The beauty of the TF-IDF tool in Content Editor is that it shows the word usage in clear visualized graphs. It shows the average keyword count on competitors’ pages and calculates the keyword count you should use on your page. The quick suggestion tool recommends adding a new keyword or using less of some keywords to avoid keyword stuffing.
The Content Editor provides recommended number of keywords to be used in your content, taken from your best competitors' content and filtered by the TF-IDF parameter. You can unwrap the list of competitors and see the URLs, together with the traffic the page has earned from the organic search for the target keyword. You can preview the plain-text version of the page right in the tool or proceed to the site by a quick link from the tool.
Done with content analysis, the tool suggests topics and questions you should dwell on in your piece of content, pulled right from Google SERP ('People Also Ask' section). This helps you come up with more topic ideas and cover your major theme more in-depth.
As you keep adding new content, the weight of each keyword against the overall word count changes. A special Word cloud widget illustrates the weight of your keywords in the content.
How do I incorporate LSI Keywords into my content?
Can mentioning related words and phrases boost rankings? Not exactly, the effect is not guaranteed. You add relevant keywords to your content and expand the topic, you cover it more in-depth. Meantime, you get more keywords on your page, and your target keywords are supported by enhanced context. Search algorithms may reveal some additional queries that your pages are aimed for. This drives more relevant organic traffic to your site and contributes to your online visibility overall. But what additional keywords are best for on-page optimization?
- Start with thorough keyword research: examine what LSI keywords are present on competitor pages, probably, you’ve found some keyword gaps on your landing pages versus competitor pages.
- Choose the best LSI keywords: look at the total monthly searches and traffic that the words bring to competitors’ pages, explore the search intent of the keywords.
- Avoid keyword stuffing: unlike your target keywords, keyword frequency for LSI keywords does not matter. Besides, the trouble may arise if you overdo and the paragraph will look keyword-stuffed. So, just make sure you included the topic and developed it sufficiently for the users who read it.
- Focus on user experience: first, LSI keywords should guarantee a reduced bounce rate, since the context around the target keyword is more explicit, and there will be fewer irrelevant impressions and clicks.
- Think of better internal linking: use LSI keywords close to internal link anchors (at least in the same paragraph of your article).
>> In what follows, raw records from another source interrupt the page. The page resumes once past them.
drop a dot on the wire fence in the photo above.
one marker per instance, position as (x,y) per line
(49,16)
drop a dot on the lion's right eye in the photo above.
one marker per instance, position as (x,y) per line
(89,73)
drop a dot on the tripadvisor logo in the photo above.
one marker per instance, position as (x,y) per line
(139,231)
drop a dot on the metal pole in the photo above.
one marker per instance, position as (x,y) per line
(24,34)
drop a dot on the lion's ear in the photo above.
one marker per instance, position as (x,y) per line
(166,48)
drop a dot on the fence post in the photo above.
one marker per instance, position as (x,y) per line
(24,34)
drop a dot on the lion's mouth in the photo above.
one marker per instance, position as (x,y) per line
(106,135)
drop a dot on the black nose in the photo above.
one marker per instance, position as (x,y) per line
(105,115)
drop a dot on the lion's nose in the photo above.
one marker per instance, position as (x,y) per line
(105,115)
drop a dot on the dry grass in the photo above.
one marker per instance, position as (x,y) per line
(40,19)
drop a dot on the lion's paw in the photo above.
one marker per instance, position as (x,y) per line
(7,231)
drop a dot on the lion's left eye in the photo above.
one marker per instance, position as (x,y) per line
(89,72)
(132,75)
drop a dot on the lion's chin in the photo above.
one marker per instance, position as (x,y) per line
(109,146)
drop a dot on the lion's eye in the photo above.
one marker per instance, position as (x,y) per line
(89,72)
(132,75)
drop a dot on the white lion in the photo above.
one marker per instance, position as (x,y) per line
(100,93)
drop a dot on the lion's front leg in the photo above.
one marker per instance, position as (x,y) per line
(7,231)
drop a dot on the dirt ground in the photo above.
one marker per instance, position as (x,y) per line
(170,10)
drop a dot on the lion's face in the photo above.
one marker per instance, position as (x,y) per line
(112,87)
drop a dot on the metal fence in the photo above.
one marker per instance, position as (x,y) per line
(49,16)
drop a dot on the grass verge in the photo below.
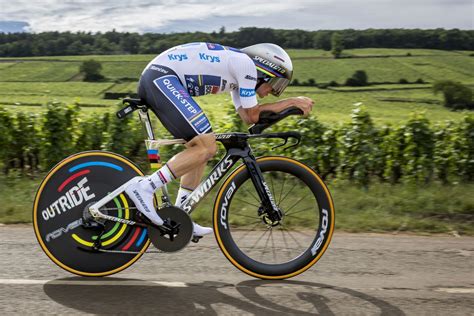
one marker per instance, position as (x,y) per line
(433,208)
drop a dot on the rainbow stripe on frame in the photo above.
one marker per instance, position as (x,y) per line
(154,159)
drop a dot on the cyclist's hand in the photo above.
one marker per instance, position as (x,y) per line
(303,103)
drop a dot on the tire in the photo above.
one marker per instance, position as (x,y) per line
(299,241)
(74,183)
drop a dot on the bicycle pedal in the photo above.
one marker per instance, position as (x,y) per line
(196,239)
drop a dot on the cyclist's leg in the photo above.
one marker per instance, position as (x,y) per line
(183,118)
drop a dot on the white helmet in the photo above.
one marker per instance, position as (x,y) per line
(273,65)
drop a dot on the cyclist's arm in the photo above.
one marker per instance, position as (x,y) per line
(251,115)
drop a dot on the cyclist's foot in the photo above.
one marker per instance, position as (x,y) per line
(141,192)
(199,231)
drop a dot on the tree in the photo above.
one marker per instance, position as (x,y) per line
(91,69)
(337,45)
(456,95)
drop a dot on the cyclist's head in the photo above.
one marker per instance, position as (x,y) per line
(273,66)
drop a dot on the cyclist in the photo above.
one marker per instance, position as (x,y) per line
(169,83)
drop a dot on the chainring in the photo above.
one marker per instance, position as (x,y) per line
(175,234)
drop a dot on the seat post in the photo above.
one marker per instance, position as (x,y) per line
(145,119)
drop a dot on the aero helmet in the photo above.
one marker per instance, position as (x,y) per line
(273,65)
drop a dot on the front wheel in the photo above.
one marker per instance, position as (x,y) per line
(274,250)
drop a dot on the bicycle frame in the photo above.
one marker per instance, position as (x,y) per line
(237,149)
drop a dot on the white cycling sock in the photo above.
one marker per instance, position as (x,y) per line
(161,177)
(142,192)
(183,194)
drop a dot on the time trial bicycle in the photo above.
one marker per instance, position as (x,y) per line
(273,216)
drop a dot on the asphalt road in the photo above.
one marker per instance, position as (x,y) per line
(360,274)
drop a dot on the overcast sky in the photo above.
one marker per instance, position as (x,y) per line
(209,15)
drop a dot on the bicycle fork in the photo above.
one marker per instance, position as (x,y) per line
(270,211)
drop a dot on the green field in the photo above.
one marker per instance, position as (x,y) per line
(27,83)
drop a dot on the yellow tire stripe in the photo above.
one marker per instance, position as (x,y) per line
(221,244)
(35,212)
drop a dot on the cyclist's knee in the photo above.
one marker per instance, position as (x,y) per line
(207,145)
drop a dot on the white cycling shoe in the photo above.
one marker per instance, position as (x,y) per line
(199,231)
(141,193)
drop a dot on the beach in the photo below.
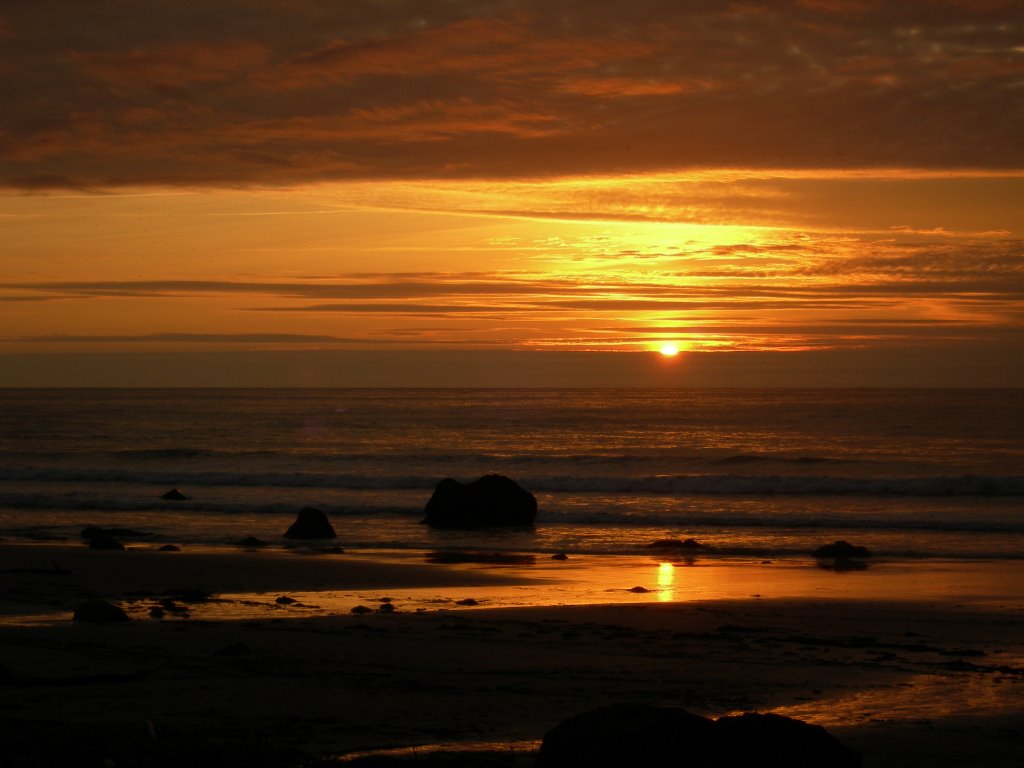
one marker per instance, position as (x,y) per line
(258,658)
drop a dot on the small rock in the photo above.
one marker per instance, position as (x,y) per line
(172,607)
(233,649)
(98,610)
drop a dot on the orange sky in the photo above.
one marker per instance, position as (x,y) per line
(826,192)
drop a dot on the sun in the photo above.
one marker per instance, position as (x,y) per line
(669,350)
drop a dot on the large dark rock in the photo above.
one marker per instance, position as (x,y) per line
(311,523)
(842,551)
(772,739)
(685,544)
(638,734)
(630,735)
(493,501)
(98,610)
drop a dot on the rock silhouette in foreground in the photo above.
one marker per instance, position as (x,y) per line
(639,734)
(492,501)
(311,523)
(98,610)
(105,542)
(842,551)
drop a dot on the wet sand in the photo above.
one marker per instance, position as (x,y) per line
(910,664)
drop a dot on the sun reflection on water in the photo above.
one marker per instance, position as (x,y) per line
(666,579)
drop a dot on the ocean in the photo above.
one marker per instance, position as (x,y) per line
(749,473)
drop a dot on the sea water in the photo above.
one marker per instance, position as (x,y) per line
(749,473)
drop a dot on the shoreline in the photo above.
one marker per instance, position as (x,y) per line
(894,674)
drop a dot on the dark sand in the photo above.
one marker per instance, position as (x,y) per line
(932,677)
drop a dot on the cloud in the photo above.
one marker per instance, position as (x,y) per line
(171,65)
(228,93)
(176,338)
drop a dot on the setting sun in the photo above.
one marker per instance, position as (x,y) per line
(669,350)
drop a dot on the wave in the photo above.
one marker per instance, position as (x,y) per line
(724,484)
(604,516)
(429,457)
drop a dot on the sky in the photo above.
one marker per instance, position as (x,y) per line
(469,193)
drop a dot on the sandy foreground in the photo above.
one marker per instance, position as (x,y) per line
(910,664)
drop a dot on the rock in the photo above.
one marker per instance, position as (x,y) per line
(630,735)
(98,610)
(233,649)
(772,739)
(638,734)
(105,542)
(688,544)
(492,501)
(842,550)
(311,523)
(91,531)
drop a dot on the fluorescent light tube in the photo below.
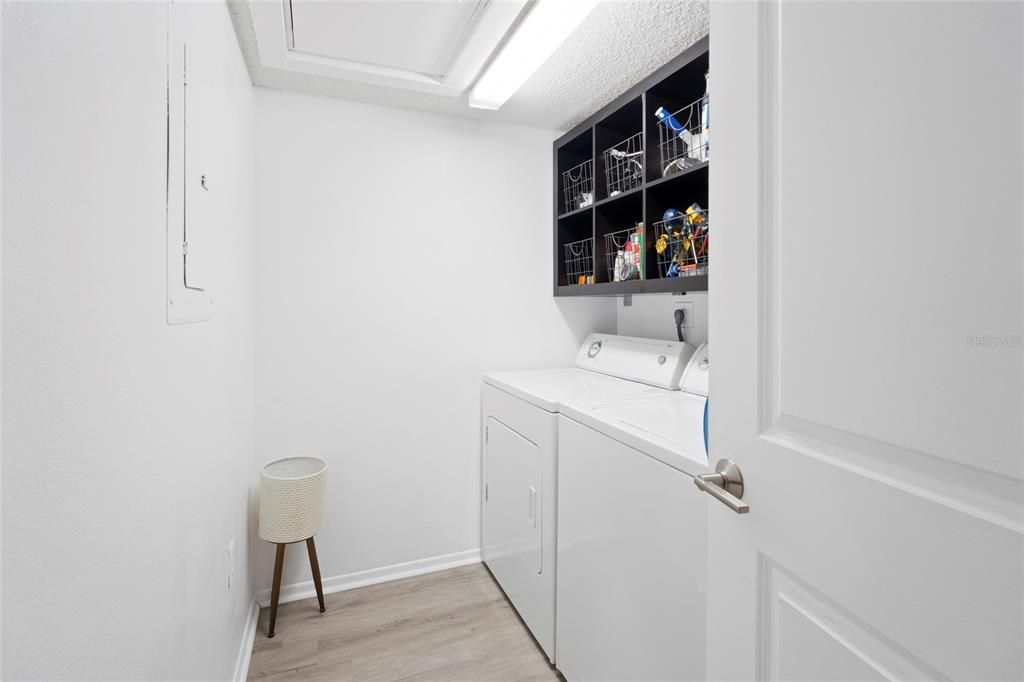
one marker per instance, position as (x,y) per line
(546,27)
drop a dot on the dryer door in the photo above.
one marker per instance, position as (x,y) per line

While this tip dates back to the early years when SEOs assumed that Google might have been using LSI to weigh keywords around anchor text, we see that the most important anchors on a page may influence search results features, in particular, sitelinks.
If you consider using LSI keywords in digital marketing...
Whether or not search engines use LSI today, the concept of LSI keywords is used by SEOs to assist in content creation. Understanding the role of LSI keywords, you can effectively make them a part of your keyword strategy. Just keep in mind that Google algorithms use hundreds of ranking factors where content is the king.
Whatever keyword finder tool or technique you apply, just focus on creating high-quality content. Don’t doubt the value of long-reads because great content gets a user vote and search engines see it.